Credence, apparently, didn’t have anything to say about that. He kept right on staring at Percival.

“Well,” said Newt, when Credence failed to explode into acidic magical dust. “Can you look after him, Tina?”

“Of course,” said Tina. “If Credence wants me to. How about it, Credence?”

But Credence didn’t respond. If anything, he pulled into himself even harder. He dropped his gaze to the floor.

“Credence? What is it you want?”

He doesn’t know, Percival realized. Probably no one had ever asked him what he wanted, not once in his eighteen years.


And now Credence was starting to tremble.

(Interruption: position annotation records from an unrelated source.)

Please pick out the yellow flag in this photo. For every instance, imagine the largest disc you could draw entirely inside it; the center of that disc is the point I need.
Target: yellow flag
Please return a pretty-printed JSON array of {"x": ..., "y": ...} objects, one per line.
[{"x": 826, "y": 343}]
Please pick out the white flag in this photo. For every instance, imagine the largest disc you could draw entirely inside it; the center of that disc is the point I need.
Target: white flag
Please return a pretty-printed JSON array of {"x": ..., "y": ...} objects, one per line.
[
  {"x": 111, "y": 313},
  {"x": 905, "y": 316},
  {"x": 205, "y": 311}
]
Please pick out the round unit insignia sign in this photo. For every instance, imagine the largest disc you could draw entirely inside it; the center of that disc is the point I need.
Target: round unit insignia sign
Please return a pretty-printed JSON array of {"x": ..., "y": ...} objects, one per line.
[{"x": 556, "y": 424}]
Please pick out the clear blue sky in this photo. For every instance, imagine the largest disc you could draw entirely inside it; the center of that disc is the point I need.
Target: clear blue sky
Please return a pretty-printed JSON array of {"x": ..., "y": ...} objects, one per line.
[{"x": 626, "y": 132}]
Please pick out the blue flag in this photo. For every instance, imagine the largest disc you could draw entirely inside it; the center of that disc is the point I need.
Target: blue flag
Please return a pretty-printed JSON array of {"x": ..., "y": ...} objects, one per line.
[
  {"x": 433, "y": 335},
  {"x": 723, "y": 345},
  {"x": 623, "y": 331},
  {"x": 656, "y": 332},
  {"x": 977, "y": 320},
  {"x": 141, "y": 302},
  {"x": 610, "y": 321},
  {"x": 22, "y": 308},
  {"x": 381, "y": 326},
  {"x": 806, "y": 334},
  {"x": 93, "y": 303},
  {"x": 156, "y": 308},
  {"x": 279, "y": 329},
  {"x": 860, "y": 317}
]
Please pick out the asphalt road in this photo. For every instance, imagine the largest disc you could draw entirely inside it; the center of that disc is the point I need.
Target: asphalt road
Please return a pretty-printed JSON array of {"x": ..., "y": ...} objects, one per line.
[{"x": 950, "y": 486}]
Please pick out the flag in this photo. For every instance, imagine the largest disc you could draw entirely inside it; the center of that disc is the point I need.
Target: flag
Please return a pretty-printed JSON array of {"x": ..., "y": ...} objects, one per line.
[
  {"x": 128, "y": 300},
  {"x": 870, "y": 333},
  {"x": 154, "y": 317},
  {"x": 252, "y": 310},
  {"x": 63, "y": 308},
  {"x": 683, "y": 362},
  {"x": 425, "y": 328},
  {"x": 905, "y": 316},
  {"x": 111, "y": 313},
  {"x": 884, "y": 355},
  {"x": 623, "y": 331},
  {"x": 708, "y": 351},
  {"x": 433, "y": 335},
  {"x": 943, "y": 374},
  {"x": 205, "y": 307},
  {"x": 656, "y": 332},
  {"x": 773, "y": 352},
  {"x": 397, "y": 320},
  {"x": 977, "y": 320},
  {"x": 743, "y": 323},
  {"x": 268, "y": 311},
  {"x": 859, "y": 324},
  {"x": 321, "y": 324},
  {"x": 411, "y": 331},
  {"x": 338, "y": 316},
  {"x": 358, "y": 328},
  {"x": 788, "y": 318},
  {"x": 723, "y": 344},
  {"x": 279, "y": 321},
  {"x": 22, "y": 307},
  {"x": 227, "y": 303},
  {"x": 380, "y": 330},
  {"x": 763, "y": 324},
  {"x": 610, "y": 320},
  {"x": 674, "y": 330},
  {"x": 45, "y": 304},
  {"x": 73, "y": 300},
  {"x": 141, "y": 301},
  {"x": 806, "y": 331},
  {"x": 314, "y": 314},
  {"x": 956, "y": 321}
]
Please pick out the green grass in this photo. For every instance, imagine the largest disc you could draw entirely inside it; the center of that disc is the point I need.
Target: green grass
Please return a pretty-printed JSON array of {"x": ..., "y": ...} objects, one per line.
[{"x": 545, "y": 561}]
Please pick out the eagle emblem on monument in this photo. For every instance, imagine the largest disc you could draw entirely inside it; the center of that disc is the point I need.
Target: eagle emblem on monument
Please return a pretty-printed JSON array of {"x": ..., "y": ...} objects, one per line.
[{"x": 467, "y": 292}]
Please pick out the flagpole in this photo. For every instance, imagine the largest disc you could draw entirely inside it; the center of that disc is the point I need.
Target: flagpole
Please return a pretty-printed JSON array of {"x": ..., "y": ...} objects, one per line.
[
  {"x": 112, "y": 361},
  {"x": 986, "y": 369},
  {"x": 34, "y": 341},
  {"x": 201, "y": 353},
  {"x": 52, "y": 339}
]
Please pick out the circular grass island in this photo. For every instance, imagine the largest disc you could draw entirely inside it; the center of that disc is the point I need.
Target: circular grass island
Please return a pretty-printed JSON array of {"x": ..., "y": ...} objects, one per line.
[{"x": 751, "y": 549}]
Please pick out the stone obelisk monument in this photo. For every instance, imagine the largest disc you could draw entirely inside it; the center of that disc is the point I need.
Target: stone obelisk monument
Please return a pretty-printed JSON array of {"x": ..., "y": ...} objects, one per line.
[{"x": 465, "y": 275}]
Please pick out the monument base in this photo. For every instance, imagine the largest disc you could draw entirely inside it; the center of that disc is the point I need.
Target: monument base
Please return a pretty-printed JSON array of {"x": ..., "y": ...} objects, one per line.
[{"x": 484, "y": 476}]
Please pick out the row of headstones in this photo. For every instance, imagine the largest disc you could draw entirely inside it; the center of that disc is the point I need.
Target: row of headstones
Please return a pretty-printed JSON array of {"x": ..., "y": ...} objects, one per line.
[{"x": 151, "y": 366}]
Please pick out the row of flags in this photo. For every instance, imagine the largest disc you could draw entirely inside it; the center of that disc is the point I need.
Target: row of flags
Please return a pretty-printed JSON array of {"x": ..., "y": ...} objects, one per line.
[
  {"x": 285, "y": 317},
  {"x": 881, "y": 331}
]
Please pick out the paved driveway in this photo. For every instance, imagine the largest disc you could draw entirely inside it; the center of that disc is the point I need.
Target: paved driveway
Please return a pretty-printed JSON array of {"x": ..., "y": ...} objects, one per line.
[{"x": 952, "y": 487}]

It was too much, Percival thought. He wanted to say so out loud, but Tina and Newt were too busy fussing over Credence to pay him any attention, and Credence didn’t even look like he could hear. The Obscurus was still growing, and Credence’s hold on it had already cracked; Newt and Tina’s offering of freedom was simply too much for him to bear. Any more uncertainty and Credence would splinter. Percival couldn’t imagine what it must be like, living in that drafty miserable house under Mary Lou Barebone’s ice-cold gaze and whip, fighting your own nature so hard it started to eat away at your own soul, and then suddenly being told, You can have anything you want...

An image of Percival’s own bed slats flashed into his mind. Atop them, his own mattress. Atop the mattress, a man wearing Percival’s body. And Tina settling Percival into his office, telling him to stay put, and Percival hating it and yet feeling so relieved. Tina would take care of things now. Percival wouldn’t have to.

“Credence, talk to us,” Tina said. “Unless you’d rather stay with Newt. Or unless there’s somewhere else you’d rather go?”

Credence’s face cracked open.

“Credence!” Percival barked.

Credence swiveled. His face had split diagonally and jaggedly, from left eye to right jaw. Wisps of black smoke, glittering and ugly, poured out. But his eyes were wide and conscious, and even from here, Percival could see his body shaking.

“Come here,” Percival commanded.

Still trembling, Credence took one step. Two.

“Mr. Graves,” Tina whispered. “Don’t –”

“I’m not,” said Percival. “Come along, Credence. Don’t worry. I won’t hurt you. I promise.”

Credence let out a sob.

At last he loomed over Percival, who still sat in his desk chair, calm and relaxed except for his white-knuckled grip on the chair’s arms. This was, it occurred to him now, quite risky. The Obscurus writhed around Credence’s head. It wanted out.

“Don’t worry about that,” Percival said to Credence. His voice was controlled, but his heart was quailing. An Obscurus. A real Obscurus. Merlin’s beard, it could swallow Percival whole before Percival had a chance to blink. The power in this boy must be tremendous. And no one had ever taught him how to use it? While his mind sifted frantically through his thoughts, his voice went on: “Ignore it, Credence. It isn’t a part of you. It isn’t your responsibility. Sit down.”

“Won’t Mr. Graves have to get out of the chair first?” Newt whispered to Tina, but Credence had already folded to his knees on the carpet beside Percival. He had bowed his head again. His shoulders were shaking.

“Good boy,” Percival murmured. Now what? Gingerly, he placed his hand on Credence’s head. He stroked Credence’s glossy black hair, the tender spot on the back of his neck, as though Credence were a dog that needed calming.

Slowly, and then all at once, the Obscurus vanished back into Credence’s skull. Credence leaned forward until his forehead hit Percival’s thigh. He kept right on shaking, and Percival kept right on stroking him.

Several minutes had passed before it occurred to him to glance up. Newt and Tina were still here. They were staring at him.

“What?” Percival demanded.

Newt jumped and turned to Tina. “Er,” he stammered, as though Credence weren’t crying silently into Percival’s pants four feet away. “Would you care to see the bowtruckles?”